Asset Quality Remained Sound. NPL ratio stayed manageable at 1.13% in FY25 (FY24: 1.12% | 9M25: 1.19%), with strong coverage at 231%. LAR declined to 6.51% in FY25 (FY24: 6.76% | 9M25: 6.48%).

 

 

• Provision Expenses Declined in 4Q25 and FY25. Provision expenses declined -72.8% QoQ & -63.8% YoY to IDR 867B in 4Q25, while FY25 provisions fell -5.01% YoY to IDR 11.33T (FY24: IDR 11.93T). CoC stood at 0.58% in FY25, at the lower end of management guidance.

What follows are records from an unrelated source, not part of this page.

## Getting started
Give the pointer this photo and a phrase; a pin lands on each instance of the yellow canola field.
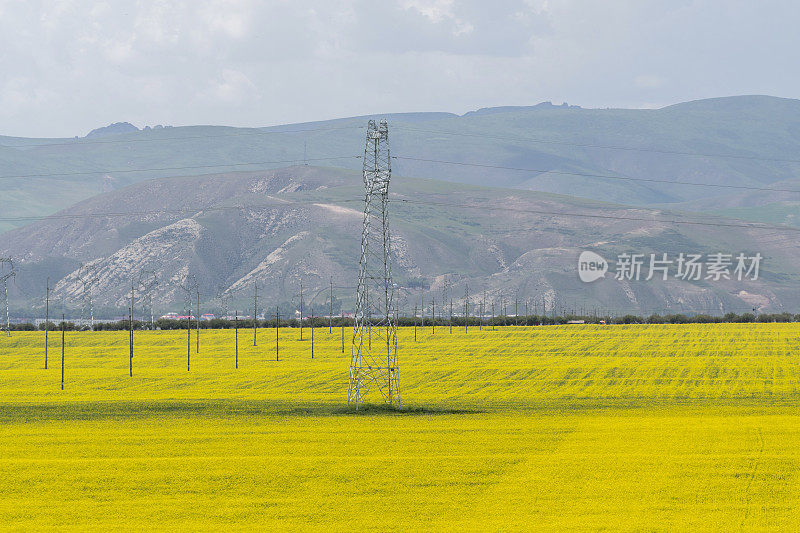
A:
(670, 427)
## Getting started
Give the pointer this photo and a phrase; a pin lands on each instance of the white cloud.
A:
(69, 66)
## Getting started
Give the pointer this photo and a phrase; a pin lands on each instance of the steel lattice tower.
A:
(373, 362)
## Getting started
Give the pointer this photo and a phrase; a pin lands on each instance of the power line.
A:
(193, 167)
(601, 146)
(162, 139)
(603, 176)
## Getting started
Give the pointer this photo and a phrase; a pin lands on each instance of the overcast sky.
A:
(69, 66)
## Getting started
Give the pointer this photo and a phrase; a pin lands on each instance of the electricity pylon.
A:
(374, 364)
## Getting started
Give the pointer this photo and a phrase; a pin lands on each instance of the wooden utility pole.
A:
(466, 309)
(63, 338)
(197, 322)
(255, 310)
(236, 333)
(301, 309)
(46, 320)
(130, 335)
(451, 315)
(189, 336)
(277, 334)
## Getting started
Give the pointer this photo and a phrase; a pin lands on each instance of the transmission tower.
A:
(375, 364)
(6, 272)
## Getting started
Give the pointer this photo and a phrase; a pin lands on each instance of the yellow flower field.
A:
(660, 427)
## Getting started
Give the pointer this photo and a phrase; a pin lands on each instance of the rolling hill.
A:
(748, 141)
(276, 227)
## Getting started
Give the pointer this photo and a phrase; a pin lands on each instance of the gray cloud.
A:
(68, 66)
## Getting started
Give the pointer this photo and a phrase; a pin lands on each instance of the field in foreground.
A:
(573, 427)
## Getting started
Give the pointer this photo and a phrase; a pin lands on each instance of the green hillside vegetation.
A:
(755, 130)
(278, 227)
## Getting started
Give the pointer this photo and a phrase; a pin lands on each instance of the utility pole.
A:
(451, 315)
(6, 273)
(301, 309)
(63, 338)
(466, 308)
(197, 323)
(46, 320)
(189, 337)
(236, 333)
(130, 327)
(433, 315)
(277, 334)
(255, 310)
(483, 307)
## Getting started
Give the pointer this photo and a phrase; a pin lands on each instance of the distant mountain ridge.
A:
(278, 227)
(747, 141)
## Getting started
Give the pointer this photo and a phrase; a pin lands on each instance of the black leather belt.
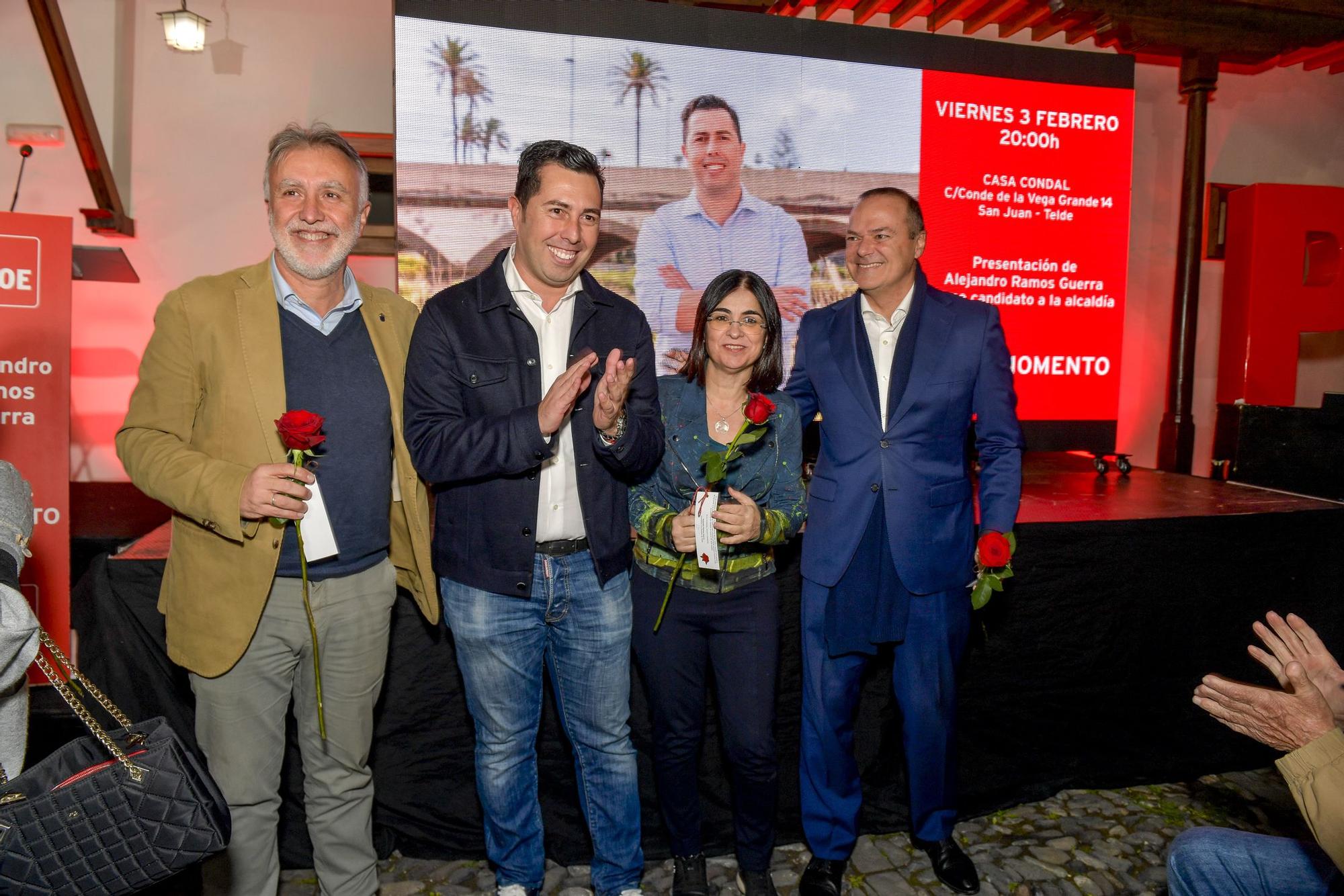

For FY26, management targets CoC at 0.6%–0.8%, reflecting a measured normalization of provisioning costs, supported by an expected stabilization in LAR.

 

 

 

🔹 “Overweight” Recommendation at Level IDR 5,600 / Share (Upside Potential +12.5%)

 

NHKSI Research maintains an “Overweight” call on BMRI with a revised TP of IDR 5,600, implying 1.45x 26F P/BV (-1 STD from the 3-year average). Potential catalysts include stronger-than-expected loan growth and profitability metrics, particularly NIM resilience. While NIM is likely to normalize amid easing rates, operational performance—supported by sustained non-interest income growth—should continue to underpin earnings stability. Key downside risks include macroeconomic and political uncertainties, intensifying competition within the banking sector, and weaker-than-expected loan growth or NIM realization.